The vague error would likely not be an issue, however. In this article, you're only implementing the play() function. In a true implementation of "Rock Paper Scissors," you'd most likely capture user input and validate that before ever passing the user's choice to play().

So, how much faster is this implementation versus the previous ones? Here are some timing results to compare the performance of the various implementations using IPython's %timeit magic function. play1() is the version of play() from the Advanced Solution #2 section, and play2() is the current version:

In [1]: %timeit play1("rock", "paper")
141 ns ± 0.0828 ns per loop (mean ± std. dev. of 7 runs, 10,000,000 loops each)

In [2]: %timeit play2("rock", "paper")
188 ns ± 0.0944 ns per loop (mean ± std. dev. of 7 runs, 10,000,000 loops each)

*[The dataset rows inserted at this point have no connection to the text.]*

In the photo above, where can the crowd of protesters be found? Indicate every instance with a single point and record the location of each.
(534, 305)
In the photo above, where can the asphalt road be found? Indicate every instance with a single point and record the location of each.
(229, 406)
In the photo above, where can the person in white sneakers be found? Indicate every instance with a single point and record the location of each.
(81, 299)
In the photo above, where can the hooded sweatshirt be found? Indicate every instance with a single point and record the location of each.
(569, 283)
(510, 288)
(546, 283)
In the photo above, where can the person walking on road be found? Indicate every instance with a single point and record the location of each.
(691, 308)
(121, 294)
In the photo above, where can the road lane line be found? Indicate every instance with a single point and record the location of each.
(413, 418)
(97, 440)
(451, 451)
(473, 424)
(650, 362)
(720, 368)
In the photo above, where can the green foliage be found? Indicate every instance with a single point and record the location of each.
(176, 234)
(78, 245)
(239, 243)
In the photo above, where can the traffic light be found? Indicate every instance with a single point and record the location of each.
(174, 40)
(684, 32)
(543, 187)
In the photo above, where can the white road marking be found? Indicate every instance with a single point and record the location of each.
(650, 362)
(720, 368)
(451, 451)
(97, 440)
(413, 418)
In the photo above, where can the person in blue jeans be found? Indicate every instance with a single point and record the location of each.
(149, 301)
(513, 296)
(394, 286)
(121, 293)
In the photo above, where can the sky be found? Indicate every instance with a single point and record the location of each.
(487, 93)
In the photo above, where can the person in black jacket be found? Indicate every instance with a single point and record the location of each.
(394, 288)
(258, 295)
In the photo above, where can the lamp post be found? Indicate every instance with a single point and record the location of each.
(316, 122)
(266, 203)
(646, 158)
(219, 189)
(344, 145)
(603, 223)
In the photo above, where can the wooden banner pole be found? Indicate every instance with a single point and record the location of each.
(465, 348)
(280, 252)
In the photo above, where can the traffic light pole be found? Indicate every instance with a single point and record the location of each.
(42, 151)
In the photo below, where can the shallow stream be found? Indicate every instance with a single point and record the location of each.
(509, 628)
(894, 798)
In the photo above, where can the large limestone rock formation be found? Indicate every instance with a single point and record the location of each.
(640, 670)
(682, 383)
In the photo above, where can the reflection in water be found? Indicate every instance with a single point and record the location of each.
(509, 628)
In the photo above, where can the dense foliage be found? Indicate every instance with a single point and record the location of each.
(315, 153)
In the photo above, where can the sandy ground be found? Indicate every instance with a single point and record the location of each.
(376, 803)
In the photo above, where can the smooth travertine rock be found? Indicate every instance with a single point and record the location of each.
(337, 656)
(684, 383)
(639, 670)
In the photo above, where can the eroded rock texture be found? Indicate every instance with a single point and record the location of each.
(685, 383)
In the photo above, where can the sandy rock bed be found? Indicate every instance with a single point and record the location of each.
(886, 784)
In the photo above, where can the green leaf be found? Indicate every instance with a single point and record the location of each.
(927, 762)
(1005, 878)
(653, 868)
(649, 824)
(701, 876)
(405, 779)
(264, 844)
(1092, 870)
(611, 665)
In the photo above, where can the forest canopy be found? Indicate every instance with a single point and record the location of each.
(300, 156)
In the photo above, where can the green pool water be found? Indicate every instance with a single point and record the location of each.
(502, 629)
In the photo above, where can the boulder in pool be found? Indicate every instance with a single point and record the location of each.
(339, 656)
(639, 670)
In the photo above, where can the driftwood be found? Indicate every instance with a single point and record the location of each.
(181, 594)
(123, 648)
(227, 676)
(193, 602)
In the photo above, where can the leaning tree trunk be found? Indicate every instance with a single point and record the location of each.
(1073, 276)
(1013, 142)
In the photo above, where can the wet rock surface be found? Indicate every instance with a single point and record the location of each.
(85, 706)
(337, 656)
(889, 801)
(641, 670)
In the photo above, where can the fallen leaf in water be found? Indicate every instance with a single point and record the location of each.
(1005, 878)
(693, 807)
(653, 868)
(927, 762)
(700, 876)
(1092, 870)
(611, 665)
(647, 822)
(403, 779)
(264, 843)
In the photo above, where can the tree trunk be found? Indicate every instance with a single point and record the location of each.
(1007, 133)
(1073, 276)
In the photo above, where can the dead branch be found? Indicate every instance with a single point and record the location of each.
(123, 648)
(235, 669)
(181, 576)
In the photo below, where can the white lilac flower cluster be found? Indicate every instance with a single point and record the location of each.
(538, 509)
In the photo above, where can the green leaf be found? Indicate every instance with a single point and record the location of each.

In this case, the solution using the results table is actually slower than the previous implementation. The culprit here is the line that converts the function arguments to a frozenset. So, although dictionary lookups are fast, and building a table that maps states to outcomes can potentially improve performance, you need to be careful to avoid expensive operations that may end up negating whatever gains you expect to get.

## Conclusion

I wrote this article as an exercise. I was curious to know how I'd approach a beginner project like "Rock Paper Scissors" in Python now that I have a lot of experience. I hope you found it interesting. If you have any inkling of inspiration now to revisit some of your own beginner projects, then I think I've done my job!

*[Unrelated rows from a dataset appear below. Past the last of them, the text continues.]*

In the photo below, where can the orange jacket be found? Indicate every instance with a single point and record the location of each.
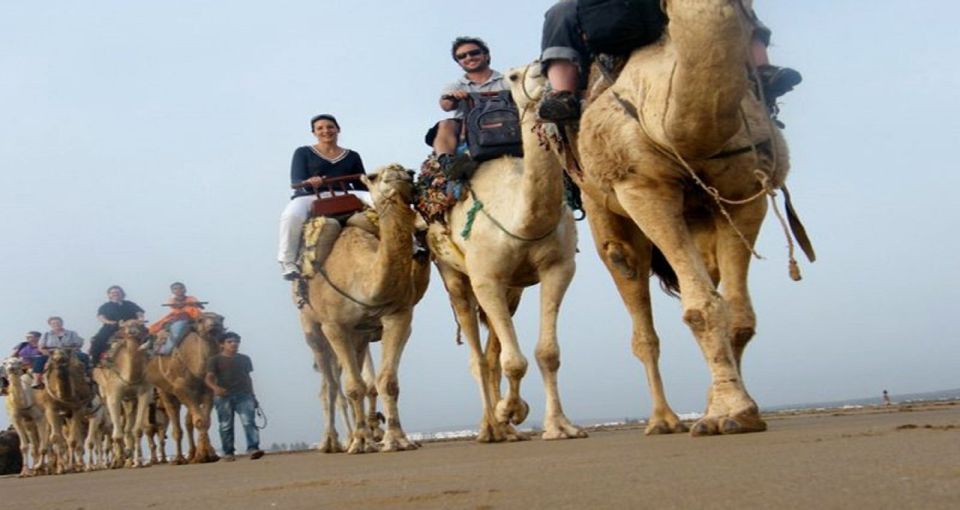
(178, 313)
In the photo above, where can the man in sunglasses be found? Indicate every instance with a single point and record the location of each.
(567, 51)
(473, 56)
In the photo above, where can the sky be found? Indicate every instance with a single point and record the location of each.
(148, 142)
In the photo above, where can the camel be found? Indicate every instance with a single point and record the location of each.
(27, 418)
(367, 290)
(526, 236)
(124, 379)
(65, 399)
(179, 381)
(678, 156)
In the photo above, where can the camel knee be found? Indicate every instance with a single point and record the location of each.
(515, 366)
(618, 257)
(645, 349)
(355, 390)
(388, 381)
(548, 358)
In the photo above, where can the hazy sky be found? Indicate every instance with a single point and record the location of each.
(148, 142)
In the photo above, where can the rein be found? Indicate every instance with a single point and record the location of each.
(478, 207)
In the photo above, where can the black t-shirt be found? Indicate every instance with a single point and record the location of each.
(307, 163)
(122, 311)
(232, 373)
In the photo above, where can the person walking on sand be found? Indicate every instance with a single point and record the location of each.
(228, 375)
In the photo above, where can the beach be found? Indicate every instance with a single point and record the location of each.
(901, 456)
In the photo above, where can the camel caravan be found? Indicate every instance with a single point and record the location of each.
(663, 132)
(69, 421)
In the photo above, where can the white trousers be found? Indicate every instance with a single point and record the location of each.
(294, 215)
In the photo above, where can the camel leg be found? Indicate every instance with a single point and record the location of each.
(200, 419)
(465, 309)
(396, 331)
(659, 214)
(493, 298)
(346, 351)
(326, 363)
(625, 252)
(734, 263)
(554, 281)
(492, 349)
(142, 407)
(370, 379)
(115, 410)
(191, 433)
(172, 410)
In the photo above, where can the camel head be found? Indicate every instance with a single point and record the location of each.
(388, 181)
(12, 366)
(526, 85)
(209, 325)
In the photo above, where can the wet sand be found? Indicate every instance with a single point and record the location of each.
(896, 457)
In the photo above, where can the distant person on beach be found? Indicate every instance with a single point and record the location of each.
(116, 309)
(473, 57)
(57, 338)
(228, 375)
(312, 164)
(183, 309)
(27, 351)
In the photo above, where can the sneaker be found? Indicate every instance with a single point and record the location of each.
(559, 106)
(777, 81)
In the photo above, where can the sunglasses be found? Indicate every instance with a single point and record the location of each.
(471, 53)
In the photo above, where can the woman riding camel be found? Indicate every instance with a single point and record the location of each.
(313, 164)
(110, 314)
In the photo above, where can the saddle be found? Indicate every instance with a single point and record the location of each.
(334, 200)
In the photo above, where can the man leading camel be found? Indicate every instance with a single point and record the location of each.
(473, 56)
(567, 50)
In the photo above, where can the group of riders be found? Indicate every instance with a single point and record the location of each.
(164, 334)
(576, 33)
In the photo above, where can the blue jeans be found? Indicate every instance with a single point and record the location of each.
(245, 406)
(177, 330)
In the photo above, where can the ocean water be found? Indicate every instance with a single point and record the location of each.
(858, 403)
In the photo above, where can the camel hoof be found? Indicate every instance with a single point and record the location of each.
(704, 427)
(742, 424)
(561, 428)
(331, 445)
(656, 428)
(514, 413)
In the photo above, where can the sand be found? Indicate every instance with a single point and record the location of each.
(896, 457)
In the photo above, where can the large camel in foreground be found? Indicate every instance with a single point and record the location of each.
(179, 381)
(367, 290)
(65, 399)
(679, 154)
(124, 379)
(27, 418)
(523, 234)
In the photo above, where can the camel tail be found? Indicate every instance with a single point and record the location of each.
(665, 273)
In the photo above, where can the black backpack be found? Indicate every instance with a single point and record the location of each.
(493, 126)
(618, 27)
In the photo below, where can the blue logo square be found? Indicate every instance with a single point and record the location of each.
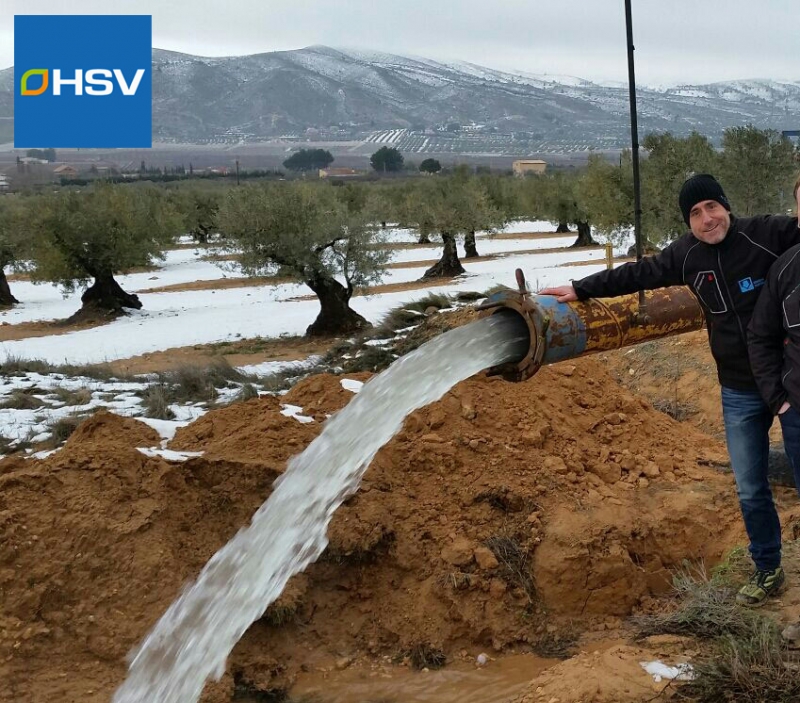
(83, 81)
(746, 285)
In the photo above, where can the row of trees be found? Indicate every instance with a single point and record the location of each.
(330, 237)
(385, 160)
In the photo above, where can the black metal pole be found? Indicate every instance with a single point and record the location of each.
(637, 201)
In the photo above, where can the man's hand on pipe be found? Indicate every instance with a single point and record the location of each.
(564, 294)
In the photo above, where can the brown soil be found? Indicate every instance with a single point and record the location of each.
(679, 377)
(240, 353)
(220, 284)
(26, 330)
(501, 516)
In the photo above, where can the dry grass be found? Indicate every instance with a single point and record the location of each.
(514, 564)
(745, 659)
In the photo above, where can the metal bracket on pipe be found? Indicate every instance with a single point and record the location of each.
(520, 301)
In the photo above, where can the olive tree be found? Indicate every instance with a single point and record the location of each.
(95, 234)
(15, 240)
(317, 233)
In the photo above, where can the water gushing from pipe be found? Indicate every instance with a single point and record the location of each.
(193, 639)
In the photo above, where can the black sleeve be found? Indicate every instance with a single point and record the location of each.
(659, 271)
(765, 336)
(783, 231)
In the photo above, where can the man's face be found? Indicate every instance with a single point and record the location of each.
(709, 221)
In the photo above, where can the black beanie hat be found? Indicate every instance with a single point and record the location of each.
(698, 188)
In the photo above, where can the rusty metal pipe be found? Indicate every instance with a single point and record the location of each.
(559, 331)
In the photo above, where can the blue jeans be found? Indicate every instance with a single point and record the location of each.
(790, 426)
(747, 421)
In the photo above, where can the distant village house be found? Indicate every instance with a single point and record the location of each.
(65, 171)
(339, 172)
(522, 167)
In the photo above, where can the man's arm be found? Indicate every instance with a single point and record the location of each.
(783, 231)
(765, 336)
(659, 271)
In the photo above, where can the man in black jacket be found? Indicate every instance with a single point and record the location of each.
(774, 337)
(724, 260)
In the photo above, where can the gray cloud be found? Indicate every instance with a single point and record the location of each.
(677, 41)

If you do revisit some of your own beginner projects, or if you've done so in the past, let me know how it went in the comments. Did you learn anything new? How different is your new solution from the one you wrote as a beginner?

## What Inspired This Article?

An acquaintance from the Julia world, Miguel Raz Guzmán Macedo, turned me on to a blog post by Mosè Giordano. Mosè leverages Julia's multiple dispatch paradigm to write "Rock Paper Scissors" in less than ten lines of code:

I won't get into the details of how Mosè's code works. Python doesn't even support multiple dispatch out-of-the-box. (Although you can use it with some help from the plum package.)

Mosè's article got my mental gears spinning and encouraged me to revisit "Rock Paper Scissors" in Python to think about how I could approach the project differently.

As I was working through the solution, however, I was reminded of an article I did a reviewed for Real Python quite some time ago:

It turns out the first two solutions I "invented" here are similar to the solution that Chris Wilkerson, the author of Real Python's article, came up with.

Chris's solution is more full-featured. It includes an interactive gameplay mechanism and even uses Python's Enum type to represent game items. That must have also been where I first heard of "Rock Paper Scissors Lizard Spock."